Welcome
Welcome to issue number 48 of The 3 Minute Golfer. This FREE, weekly publication is here to help every golfer improve their mental game and their personal wellbeing.
Enjoying the newsletter? Why not share the link with your golfing buddies, especially those who love deep diving into the psychological intricacies of the game…the ones who regularly explore their poor shots like they are mysteries of the universe. They might appreciate the insights and tips.
In this issue:
Not already a subscriber? Subscribe here.
The Cost of Impatience
Golf is often described as a game played on the fairway between your ears. Nowhere is that truer than when impatience creeps in. Impatience doesn’t just affect tempo or attitude, it quietly sabotages decision-making, shot selection, and ultimately scoring. Many of the most common mistakes golfers make aren’t technical flaws, they’re emotional reactions driven by the urge to get on with it, make something happen, or fix things immediately.
Impatient golfers tend to make decisions based on emotion rather than logic. A poor shot triggers a desire for instant redemption, leading to overly aggressive choices, like going for a tucked pin instead of the centre of the green, trying to carry a hazard when you should clearly lay up short, or pulling driver when a fairway wood or iron would keep trouble out of play.
When patience disappears, risk tolerance spikes. Golfers stop asking, “What’s the smart play?” and start asking, “How do I get this hole back right now?” The result is compounding mistakes, with one bad decision stacked on top of another.
In psychology, patience is more than just “waiting without ranting” it’s a character trait involving calm endurance in the face of error, delay and frustration. It includes emotional and behavioural control, not just the ability to sit through someone else’s pre-shot routine. Researchers studying golfers have found that top players often excel because they manage their emotions and stay focused one shot at a time. Patience, confidence, and the ability to focus just before the swing appear among the hallmarks of the best golfers. (PubMed)
Learned or Inherited…Here’s where the science gets interesting…researchers haven’t isolated a “patience gene,” but personality studies suggest that many traits, including persistence and impulse control, are moderately heritable, meaning genes play a role, but environment and experience matter too. (PMC) Twin and family studies show that genetics can influence your baseline temperament. Roughly 30–60% of personality variation might be inherited but that means a big chunk of what makes you patient or impatient comes from your upbringing, practice, culture, and experiences. (Healthline)

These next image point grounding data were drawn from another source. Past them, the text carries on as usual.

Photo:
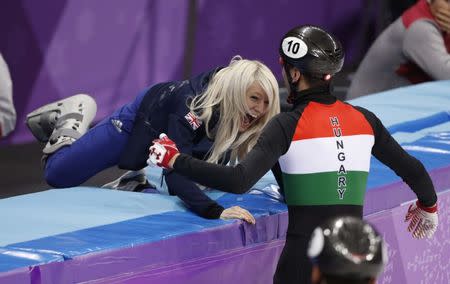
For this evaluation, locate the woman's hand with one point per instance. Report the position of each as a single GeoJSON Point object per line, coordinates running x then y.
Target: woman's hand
{"type": "Point", "coordinates": [237, 212]}
{"type": "Point", "coordinates": [441, 13]}
{"type": "Point", "coordinates": [163, 152]}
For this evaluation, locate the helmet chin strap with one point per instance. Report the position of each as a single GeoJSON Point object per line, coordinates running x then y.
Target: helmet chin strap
{"type": "Point", "coordinates": [293, 91]}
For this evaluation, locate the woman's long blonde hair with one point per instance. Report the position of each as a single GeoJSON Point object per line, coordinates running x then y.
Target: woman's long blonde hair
{"type": "Point", "coordinates": [226, 92]}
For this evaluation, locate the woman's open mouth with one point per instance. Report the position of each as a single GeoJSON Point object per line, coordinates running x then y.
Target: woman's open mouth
{"type": "Point", "coordinates": [249, 119]}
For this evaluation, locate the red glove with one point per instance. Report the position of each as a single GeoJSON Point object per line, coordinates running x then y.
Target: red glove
{"type": "Point", "coordinates": [162, 151]}
{"type": "Point", "coordinates": [423, 220]}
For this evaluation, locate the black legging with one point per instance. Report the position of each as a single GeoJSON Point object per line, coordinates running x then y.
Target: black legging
{"type": "Point", "coordinates": [294, 266]}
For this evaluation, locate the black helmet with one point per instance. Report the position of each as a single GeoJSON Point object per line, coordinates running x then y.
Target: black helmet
{"type": "Point", "coordinates": [313, 51]}
{"type": "Point", "coordinates": [348, 247]}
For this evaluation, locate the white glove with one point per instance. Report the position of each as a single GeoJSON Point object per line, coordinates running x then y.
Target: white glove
{"type": "Point", "coordinates": [423, 220]}
{"type": "Point", "coordinates": [162, 152]}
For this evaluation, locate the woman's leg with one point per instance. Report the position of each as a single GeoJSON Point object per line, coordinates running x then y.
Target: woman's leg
{"type": "Point", "coordinates": [96, 150]}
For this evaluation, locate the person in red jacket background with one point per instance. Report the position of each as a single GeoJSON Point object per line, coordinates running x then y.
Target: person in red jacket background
{"type": "Point", "coordinates": [413, 49]}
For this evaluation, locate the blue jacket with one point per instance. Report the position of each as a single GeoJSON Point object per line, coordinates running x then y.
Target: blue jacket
{"type": "Point", "coordinates": [164, 109]}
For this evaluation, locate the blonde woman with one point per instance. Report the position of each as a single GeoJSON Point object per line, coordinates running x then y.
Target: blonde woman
{"type": "Point", "coordinates": [216, 116]}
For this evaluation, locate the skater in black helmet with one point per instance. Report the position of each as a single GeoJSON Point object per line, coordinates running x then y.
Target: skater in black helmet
{"type": "Point", "coordinates": [319, 152]}
{"type": "Point", "coordinates": [346, 250]}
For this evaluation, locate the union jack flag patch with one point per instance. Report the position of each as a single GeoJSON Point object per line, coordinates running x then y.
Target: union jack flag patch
{"type": "Point", "coordinates": [193, 120]}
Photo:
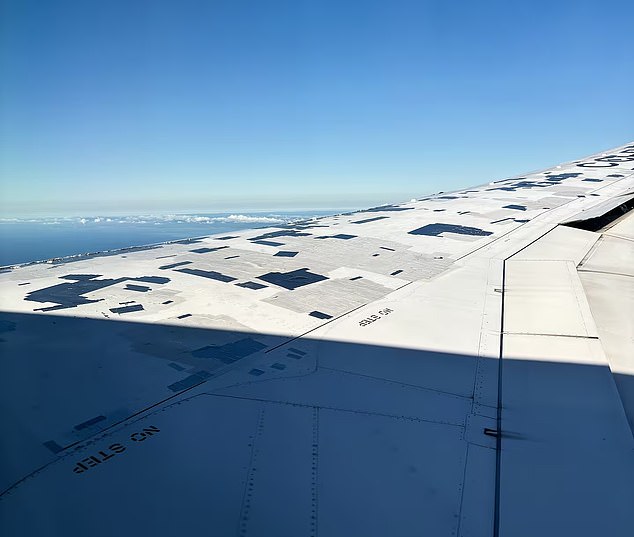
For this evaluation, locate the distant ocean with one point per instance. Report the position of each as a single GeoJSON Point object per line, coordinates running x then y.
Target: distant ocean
{"type": "Point", "coordinates": [23, 240]}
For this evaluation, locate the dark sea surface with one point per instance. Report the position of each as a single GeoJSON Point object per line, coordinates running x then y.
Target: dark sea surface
{"type": "Point", "coordinates": [24, 240]}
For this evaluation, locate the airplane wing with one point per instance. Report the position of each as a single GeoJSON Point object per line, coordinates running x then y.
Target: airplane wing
{"type": "Point", "coordinates": [458, 365]}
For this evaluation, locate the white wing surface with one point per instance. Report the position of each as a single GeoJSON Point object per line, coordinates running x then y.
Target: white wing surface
{"type": "Point", "coordinates": [459, 365]}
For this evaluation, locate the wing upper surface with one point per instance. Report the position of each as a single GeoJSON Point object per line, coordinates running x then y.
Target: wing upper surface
{"type": "Point", "coordinates": [334, 376]}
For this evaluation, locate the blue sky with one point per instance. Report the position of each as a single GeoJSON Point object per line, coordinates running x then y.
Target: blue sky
{"type": "Point", "coordinates": [156, 106]}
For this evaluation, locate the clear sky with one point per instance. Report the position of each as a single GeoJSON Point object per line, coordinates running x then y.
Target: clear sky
{"type": "Point", "coordinates": [153, 106]}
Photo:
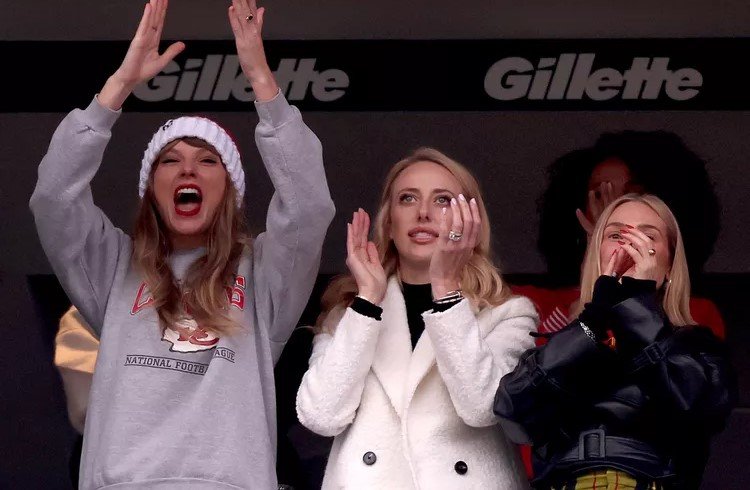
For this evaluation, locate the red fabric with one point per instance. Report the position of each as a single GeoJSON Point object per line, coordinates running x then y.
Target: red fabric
{"type": "Point", "coordinates": [553, 306]}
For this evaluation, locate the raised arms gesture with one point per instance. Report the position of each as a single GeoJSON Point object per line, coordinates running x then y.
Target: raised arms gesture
{"type": "Point", "coordinates": [142, 61]}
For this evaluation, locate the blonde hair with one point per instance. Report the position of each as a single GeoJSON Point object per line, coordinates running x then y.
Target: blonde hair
{"type": "Point", "coordinates": [676, 290]}
{"type": "Point", "coordinates": [204, 289]}
{"type": "Point", "coordinates": [481, 281]}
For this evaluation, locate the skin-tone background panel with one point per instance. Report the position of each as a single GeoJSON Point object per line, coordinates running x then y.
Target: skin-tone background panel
{"type": "Point", "coordinates": [509, 151]}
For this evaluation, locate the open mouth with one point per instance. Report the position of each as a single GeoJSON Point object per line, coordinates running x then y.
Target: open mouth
{"type": "Point", "coordinates": [423, 235]}
{"type": "Point", "coordinates": [187, 200]}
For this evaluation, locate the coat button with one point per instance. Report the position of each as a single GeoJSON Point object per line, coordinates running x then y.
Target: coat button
{"type": "Point", "coordinates": [369, 458]}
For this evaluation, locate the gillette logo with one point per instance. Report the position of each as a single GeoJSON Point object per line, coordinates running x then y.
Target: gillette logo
{"type": "Point", "coordinates": [219, 77]}
{"type": "Point", "coordinates": [570, 77]}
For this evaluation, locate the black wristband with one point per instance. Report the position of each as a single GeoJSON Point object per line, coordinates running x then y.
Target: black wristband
{"type": "Point", "coordinates": [365, 308]}
{"type": "Point", "coordinates": [445, 305]}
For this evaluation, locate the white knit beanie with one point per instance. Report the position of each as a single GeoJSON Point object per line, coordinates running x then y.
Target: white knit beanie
{"type": "Point", "coordinates": [197, 127]}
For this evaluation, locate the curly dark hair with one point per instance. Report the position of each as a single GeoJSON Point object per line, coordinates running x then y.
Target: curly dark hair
{"type": "Point", "coordinates": [661, 164]}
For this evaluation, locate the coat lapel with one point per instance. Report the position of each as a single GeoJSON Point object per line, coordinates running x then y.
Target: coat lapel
{"type": "Point", "coordinates": [393, 351]}
{"type": "Point", "coordinates": [423, 358]}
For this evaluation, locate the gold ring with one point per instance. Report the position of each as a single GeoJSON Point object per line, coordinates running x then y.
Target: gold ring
{"type": "Point", "coordinates": [454, 236]}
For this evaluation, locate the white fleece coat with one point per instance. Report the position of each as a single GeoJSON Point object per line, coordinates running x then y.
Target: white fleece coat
{"type": "Point", "coordinates": [421, 416]}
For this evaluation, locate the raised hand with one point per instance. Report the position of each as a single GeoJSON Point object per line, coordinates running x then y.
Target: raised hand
{"type": "Point", "coordinates": [597, 203]}
{"type": "Point", "coordinates": [643, 255]}
{"type": "Point", "coordinates": [362, 259]}
{"type": "Point", "coordinates": [619, 263]}
{"type": "Point", "coordinates": [463, 222]}
{"type": "Point", "coordinates": [247, 25]}
{"type": "Point", "coordinates": [142, 61]}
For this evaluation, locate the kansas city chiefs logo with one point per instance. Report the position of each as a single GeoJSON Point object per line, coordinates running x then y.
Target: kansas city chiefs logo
{"type": "Point", "coordinates": [187, 336]}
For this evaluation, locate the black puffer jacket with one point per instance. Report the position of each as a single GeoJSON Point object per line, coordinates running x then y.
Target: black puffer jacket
{"type": "Point", "coordinates": [648, 407]}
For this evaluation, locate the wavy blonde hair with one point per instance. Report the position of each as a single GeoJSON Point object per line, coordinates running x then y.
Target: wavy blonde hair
{"type": "Point", "coordinates": [204, 289]}
{"type": "Point", "coordinates": [481, 281]}
{"type": "Point", "coordinates": [676, 290]}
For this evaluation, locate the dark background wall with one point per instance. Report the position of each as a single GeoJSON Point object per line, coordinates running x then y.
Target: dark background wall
{"type": "Point", "coordinates": [508, 150]}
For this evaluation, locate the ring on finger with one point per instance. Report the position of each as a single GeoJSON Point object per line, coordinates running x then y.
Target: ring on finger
{"type": "Point", "coordinates": [454, 235]}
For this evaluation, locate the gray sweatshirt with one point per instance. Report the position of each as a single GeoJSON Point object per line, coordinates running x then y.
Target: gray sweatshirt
{"type": "Point", "coordinates": [183, 409]}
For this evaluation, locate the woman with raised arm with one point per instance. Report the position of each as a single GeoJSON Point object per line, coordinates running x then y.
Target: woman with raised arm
{"type": "Point", "coordinates": [628, 394]}
{"type": "Point", "coordinates": [192, 314]}
{"type": "Point", "coordinates": [412, 343]}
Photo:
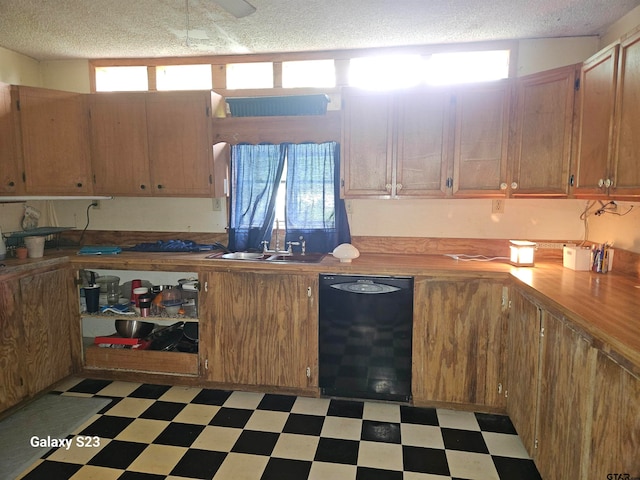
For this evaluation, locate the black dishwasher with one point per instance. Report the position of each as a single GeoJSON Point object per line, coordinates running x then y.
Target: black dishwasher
{"type": "Point", "coordinates": [365, 336]}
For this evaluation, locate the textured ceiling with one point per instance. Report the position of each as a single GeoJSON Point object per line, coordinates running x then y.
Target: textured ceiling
{"type": "Point", "coordinates": [64, 29]}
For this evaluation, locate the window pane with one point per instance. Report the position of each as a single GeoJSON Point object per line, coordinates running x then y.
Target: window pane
{"type": "Point", "coordinates": [250, 75]}
{"type": "Point", "coordinates": [184, 77]}
{"type": "Point", "coordinates": [309, 73]}
{"type": "Point", "coordinates": [121, 79]}
{"type": "Point", "coordinates": [464, 67]}
{"type": "Point", "coordinates": [386, 72]}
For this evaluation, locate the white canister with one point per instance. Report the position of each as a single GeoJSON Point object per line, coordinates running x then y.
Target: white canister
{"type": "Point", "coordinates": [35, 246]}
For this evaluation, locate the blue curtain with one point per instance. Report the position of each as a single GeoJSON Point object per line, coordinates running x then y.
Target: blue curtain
{"type": "Point", "coordinates": [255, 174]}
{"type": "Point", "coordinates": [314, 209]}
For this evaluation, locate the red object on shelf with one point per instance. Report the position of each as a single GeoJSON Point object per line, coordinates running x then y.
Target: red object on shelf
{"type": "Point", "coordinates": [116, 340]}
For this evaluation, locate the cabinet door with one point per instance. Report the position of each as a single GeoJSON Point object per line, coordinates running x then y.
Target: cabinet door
{"type": "Point", "coordinates": [566, 376]}
{"type": "Point", "coordinates": [625, 173]}
{"type": "Point", "coordinates": [481, 139]}
{"type": "Point", "coordinates": [523, 351]}
{"type": "Point", "coordinates": [284, 318]}
{"type": "Point", "coordinates": [458, 341]}
{"type": "Point", "coordinates": [55, 141]}
{"type": "Point", "coordinates": [13, 381]}
{"type": "Point", "coordinates": [595, 123]}
{"type": "Point", "coordinates": [260, 329]}
{"type": "Point", "coordinates": [47, 316]}
{"type": "Point", "coordinates": [10, 158]}
{"type": "Point", "coordinates": [544, 122]}
{"type": "Point", "coordinates": [119, 150]}
{"type": "Point", "coordinates": [367, 144]}
{"type": "Point", "coordinates": [615, 434]}
{"type": "Point", "coordinates": [228, 328]}
{"type": "Point", "coordinates": [180, 146]}
{"type": "Point", "coordinates": [423, 142]}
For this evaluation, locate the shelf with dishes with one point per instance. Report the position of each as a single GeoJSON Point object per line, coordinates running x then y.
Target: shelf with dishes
{"type": "Point", "coordinates": [140, 332]}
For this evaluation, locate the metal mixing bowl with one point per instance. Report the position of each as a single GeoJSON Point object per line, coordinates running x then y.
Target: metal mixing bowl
{"type": "Point", "coordinates": [134, 328]}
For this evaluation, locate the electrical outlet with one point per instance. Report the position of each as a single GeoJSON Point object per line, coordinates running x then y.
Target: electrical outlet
{"type": "Point", "coordinates": [552, 245]}
{"type": "Point", "coordinates": [349, 206]}
{"type": "Point", "coordinates": [497, 205]}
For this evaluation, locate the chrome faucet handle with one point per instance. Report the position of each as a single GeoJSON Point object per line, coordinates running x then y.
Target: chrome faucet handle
{"type": "Point", "coordinates": [290, 246]}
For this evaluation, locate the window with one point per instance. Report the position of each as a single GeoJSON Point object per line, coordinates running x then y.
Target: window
{"type": "Point", "coordinates": [184, 77]}
{"type": "Point", "coordinates": [121, 79]}
{"type": "Point", "coordinates": [309, 73]}
{"type": "Point", "coordinates": [312, 207]}
{"type": "Point", "coordinates": [250, 75]}
{"type": "Point", "coordinates": [403, 71]}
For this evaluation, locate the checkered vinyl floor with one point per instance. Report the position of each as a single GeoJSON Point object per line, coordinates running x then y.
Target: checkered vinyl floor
{"type": "Point", "coordinates": [156, 432]}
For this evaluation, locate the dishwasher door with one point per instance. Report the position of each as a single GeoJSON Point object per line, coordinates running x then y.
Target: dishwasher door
{"type": "Point", "coordinates": [365, 336]}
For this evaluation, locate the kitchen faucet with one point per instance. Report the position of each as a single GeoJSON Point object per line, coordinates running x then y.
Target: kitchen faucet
{"type": "Point", "coordinates": [289, 250]}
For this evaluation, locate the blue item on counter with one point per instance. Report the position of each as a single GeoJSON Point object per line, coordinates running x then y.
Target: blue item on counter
{"type": "Point", "coordinates": [170, 246]}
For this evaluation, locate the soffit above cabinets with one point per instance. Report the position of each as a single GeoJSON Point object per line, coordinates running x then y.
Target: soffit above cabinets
{"type": "Point", "coordinates": [67, 29]}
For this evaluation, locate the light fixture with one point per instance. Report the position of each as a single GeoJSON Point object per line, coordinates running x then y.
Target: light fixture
{"type": "Point", "coordinates": [522, 253]}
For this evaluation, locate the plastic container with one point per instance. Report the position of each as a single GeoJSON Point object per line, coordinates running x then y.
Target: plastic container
{"type": "Point", "coordinates": [35, 246]}
{"type": "Point", "coordinates": [278, 106]}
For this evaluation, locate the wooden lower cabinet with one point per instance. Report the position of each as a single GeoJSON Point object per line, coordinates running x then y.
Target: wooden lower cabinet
{"type": "Point", "coordinates": [36, 328]}
{"type": "Point", "coordinates": [457, 341]}
{"type": "Point", "coordinates": [260, 329]}
{"type": "Point", "coordinates": [564, 401]}
{"type": "Point", "coordinates": [575, 409]}
{"type": "Point", "coordinates": [523, 352]}
{"type": "Point", "coordinates": [615, 430]}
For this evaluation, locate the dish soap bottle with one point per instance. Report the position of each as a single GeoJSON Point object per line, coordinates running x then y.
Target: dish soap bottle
{"type": "Point", "coordinates": [3, 247]}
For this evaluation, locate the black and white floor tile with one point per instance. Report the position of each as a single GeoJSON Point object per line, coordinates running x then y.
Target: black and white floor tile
{"type": "Point", "coordinates": [155, 432]}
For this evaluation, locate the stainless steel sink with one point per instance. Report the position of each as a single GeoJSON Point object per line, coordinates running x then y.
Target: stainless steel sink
{"type": "Point", "coordinates": [296, 258]}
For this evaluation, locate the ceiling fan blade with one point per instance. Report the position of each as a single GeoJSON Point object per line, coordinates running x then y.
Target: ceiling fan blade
{"type": "Point", "coordinates": [237, 8]}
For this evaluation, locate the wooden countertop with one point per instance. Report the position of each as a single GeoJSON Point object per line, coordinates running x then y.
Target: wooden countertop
{"type": "Point", "coordinates": [604, 307]}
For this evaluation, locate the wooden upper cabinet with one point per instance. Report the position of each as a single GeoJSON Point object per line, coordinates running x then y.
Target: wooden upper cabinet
{"type": "Point", "coordinates": [423, 140]}
{"type": "Point", "coordinates": [481, 139]}
{"type": "Point", "coordinates": [180, 145]}
{"type": "Point", "coordinates": [595, 124]}
{"type": "Point", "coordinates": [367, 146]}
{"type": "Point", "coordinates": [55, 142]}
{"type": "Point", "coordinates": [625, 170]}
{"type": "Point", "coordinates": [396, 144]}
{"type": "Point", "coordinates": [10, 155]}
{"type": "Point", "coordinates": [541, 149]}
{"type": "Point", "coordinates": [119, 148]}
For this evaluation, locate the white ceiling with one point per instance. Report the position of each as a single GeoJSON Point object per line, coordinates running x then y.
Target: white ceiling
{"type": "Point", "coordinates": [65, 29]}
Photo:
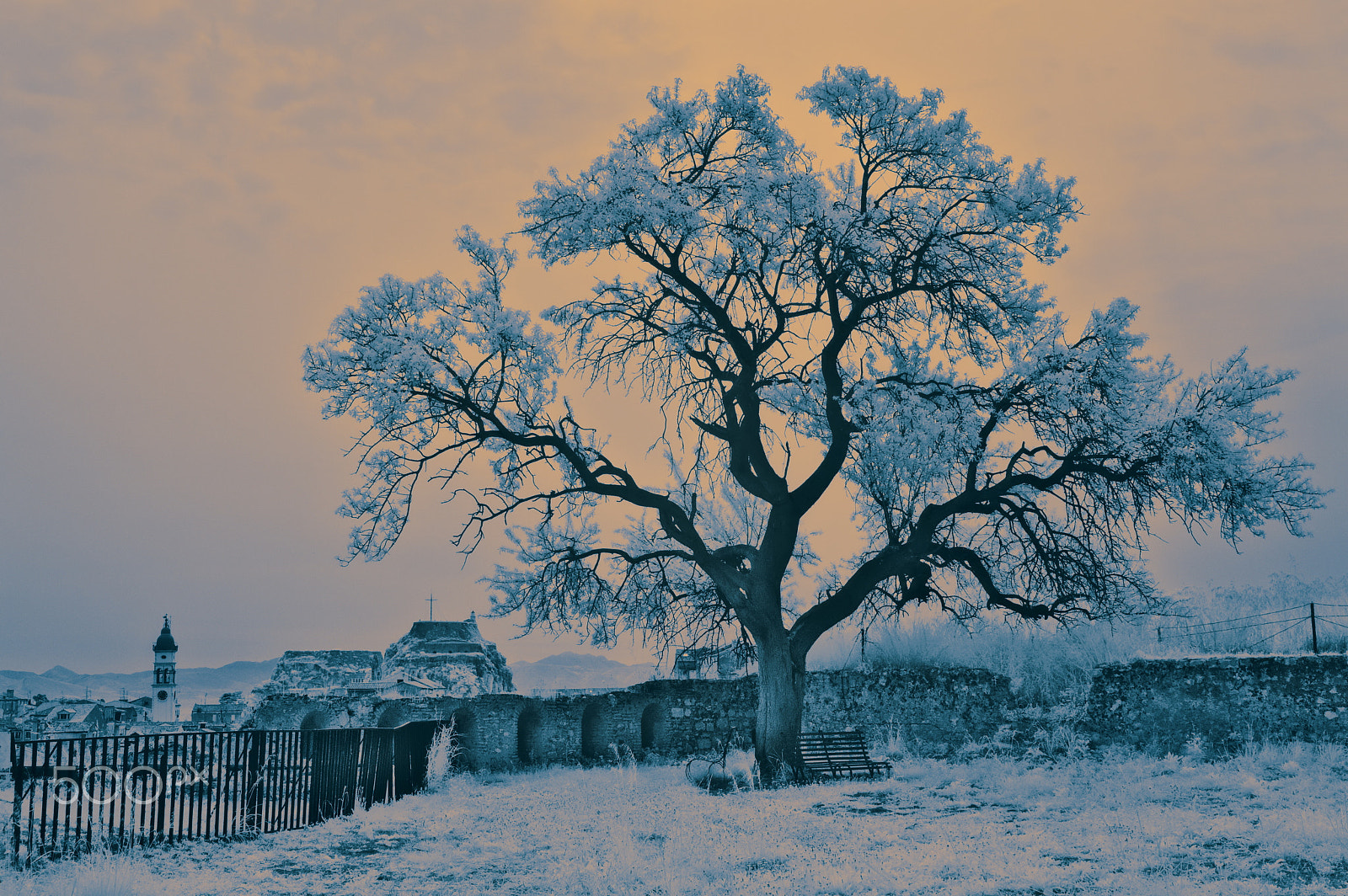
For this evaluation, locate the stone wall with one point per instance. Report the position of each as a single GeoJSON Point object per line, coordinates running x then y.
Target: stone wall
{"type": "Point", "coordinates": [933, 711]}
{"type": "Point", "coordinates": [1163, 705]}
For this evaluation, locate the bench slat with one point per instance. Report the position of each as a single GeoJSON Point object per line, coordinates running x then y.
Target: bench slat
{"type": "Point", "coordinates": [837, 752]}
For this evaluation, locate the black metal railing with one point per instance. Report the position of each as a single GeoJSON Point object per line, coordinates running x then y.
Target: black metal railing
{"type": "Point", "coordinates": [1292, 628]}
{"type": "Point", "coordinates": [115, 792]}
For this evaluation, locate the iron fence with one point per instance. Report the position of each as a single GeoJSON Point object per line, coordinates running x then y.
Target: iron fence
{"type": "Point", "coordinates": [1292, 628]}
{"type": "Point", "coordinates": [115, 792]}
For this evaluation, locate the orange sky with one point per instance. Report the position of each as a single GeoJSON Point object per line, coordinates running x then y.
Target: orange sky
{"type": "Point", "coordinates": [192, 192]}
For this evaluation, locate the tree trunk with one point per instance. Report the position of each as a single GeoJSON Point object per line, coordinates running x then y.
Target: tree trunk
{"type": "Point", "coordinates": [781, 707]}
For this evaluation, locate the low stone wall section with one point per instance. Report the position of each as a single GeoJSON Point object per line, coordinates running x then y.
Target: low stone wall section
{"type": "Point", "coordinates": [932, 711]}
{"type": "Point", "coordinates": [1157, 705]}
{"type": "Point", "coordinates": [1227, 702]}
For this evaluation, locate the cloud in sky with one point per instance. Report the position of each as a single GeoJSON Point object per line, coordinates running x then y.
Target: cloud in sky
{"type": "Point", "coordinates": [192, 192]}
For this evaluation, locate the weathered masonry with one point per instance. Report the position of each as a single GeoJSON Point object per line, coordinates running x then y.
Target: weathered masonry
{"type": "Point", "coordinates": [934, 707]}
{"type": "Point", "coordinates": [1231, 701]}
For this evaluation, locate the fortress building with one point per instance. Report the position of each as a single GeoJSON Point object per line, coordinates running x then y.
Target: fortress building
{"type": "Point", "coordinates": [435, 658]}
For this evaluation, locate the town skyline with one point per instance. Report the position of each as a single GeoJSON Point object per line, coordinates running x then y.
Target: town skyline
{"type": "Point", "coordinates": [195, 192]}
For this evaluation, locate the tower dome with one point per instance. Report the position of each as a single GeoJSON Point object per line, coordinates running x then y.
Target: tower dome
{"type": "Point", "coordinates": [165, 644]}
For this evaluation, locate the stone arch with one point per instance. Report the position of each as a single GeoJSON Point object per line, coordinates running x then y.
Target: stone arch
{"type": "Point", "coordinates": [595, 731]}
{"type": "Point", "coordinates": [529, 736]}
{"type": "Point", "coordinates": [653, 727]}
{"type": "Point", "coordinates": [393, 714]}
{"type": "Point", "coordinates": [317, 718]}
{"type": "Point", "coordinates": [465, 738]}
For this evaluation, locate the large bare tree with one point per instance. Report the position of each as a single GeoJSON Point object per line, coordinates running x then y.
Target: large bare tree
{"type": "Point", "coordinates": [864, 328]}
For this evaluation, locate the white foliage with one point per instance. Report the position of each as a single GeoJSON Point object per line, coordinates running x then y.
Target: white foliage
{"type": "Point", "coordinates": [869, 323]}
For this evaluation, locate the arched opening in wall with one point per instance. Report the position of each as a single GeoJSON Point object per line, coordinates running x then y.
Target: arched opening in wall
{"type": "Point", "coordinates": [593, 731]}
{"type": "Point", "coordinates": [316, 718]}
{"type": "Point", "coordinates": [464, 740]}
{"type": "Point", "coordinates": [653, 727]}
{"type": "Point", "coordinates": [393, 714]}
{"type": "Point", "coordinates": [529, 738]}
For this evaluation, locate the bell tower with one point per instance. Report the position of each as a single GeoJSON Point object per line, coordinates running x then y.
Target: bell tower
{"type": "Point", "coordinates": [165, 697]}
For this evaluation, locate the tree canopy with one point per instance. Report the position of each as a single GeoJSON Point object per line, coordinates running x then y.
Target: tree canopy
{"type": "Point", "coordinates": [866, 325]}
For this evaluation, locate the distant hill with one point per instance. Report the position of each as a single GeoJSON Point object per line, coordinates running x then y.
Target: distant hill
{"type": "Point", "coordinates": [193, 684]}
{"type": "Point", "coordinates": [552, 673]}
{"type": "Point", "coordinates": [577, 670]}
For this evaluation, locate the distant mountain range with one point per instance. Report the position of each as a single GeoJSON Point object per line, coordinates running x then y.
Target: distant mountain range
{"type": "Point", "coordinates": [206, 685]}
{"type": "Point", "coordinates": [195, 685]}
{"type": "Point", "coordinates": [577, 670]}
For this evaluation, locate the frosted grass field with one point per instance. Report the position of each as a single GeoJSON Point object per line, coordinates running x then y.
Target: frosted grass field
{"type": "Point", "coordinates": [1271, 821]}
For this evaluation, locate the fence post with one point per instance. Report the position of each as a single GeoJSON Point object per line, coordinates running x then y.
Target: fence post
{"type": "Point", "coordinates": [253, 781]}
{"type": "Point", "coordinates": [19, 781]}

Fiery and Itchy…are two golfing mindsets that exude impatience. Fiery, as discussed in newsletter number 12 is always playing on the edge of boiling over and losing it at any moment. While the Itchy mental style is often overly competitive and impatiently looking for that little bit more, even when the statistical chances of success are very small. Both can cite numerous times when their round has been ruined by their impatience.
Pro Tips…For Staying Patient
Delay Gratification…Great course management requires delayed gratification. Sometimes the correct decision feels boring…aim away from the flag, accept a longer putt, or play for bogey instead of forcing par. Patient golfers understand that minimising damage is often more valuable than chasing hero shots.
Don’t Rush…Impatience shows up in how your shots are executed. If you rush your pre-shot routine and skip key checkpoints, you’re more likely to swing with tension and lose rhythm. Ironically, the desire to speed things up usually produces slower rounds and worse results. Extra shots, penalty strokes, and recovery attempts add far more time than a calm, deliberate routine. Elite players understand that patience in preparation leads to freedom in execution.
Avoid Chasing Outcomes…One of the biggest errors impatient golfers make is focusing on hopeful outcomes. They swing hoping for a result rather than committing to a clear target and swing intention. Your brain can’t swing freely while simultaneously trying to control the future. Patience shifts focus back to what’s controllable…routine, aim, and tempo. The score takes care of itself when the process is respected.
Think The Buffet Way…Warren Buffett famously said, “The stock market is a device for transferring money from the impatient to the patient.” Golf operates under the same principle. Strokes are transferred from impatient players to patient ones every day. Just as investors who chase short-term gains often buy high and sell low, golfers who chase quick fixes and immediate results usually compound their losses. The patient golfer plays the long game…accepting small setbacks, sticking to a plan, and trusting that consistency beats volatility over 18 holes.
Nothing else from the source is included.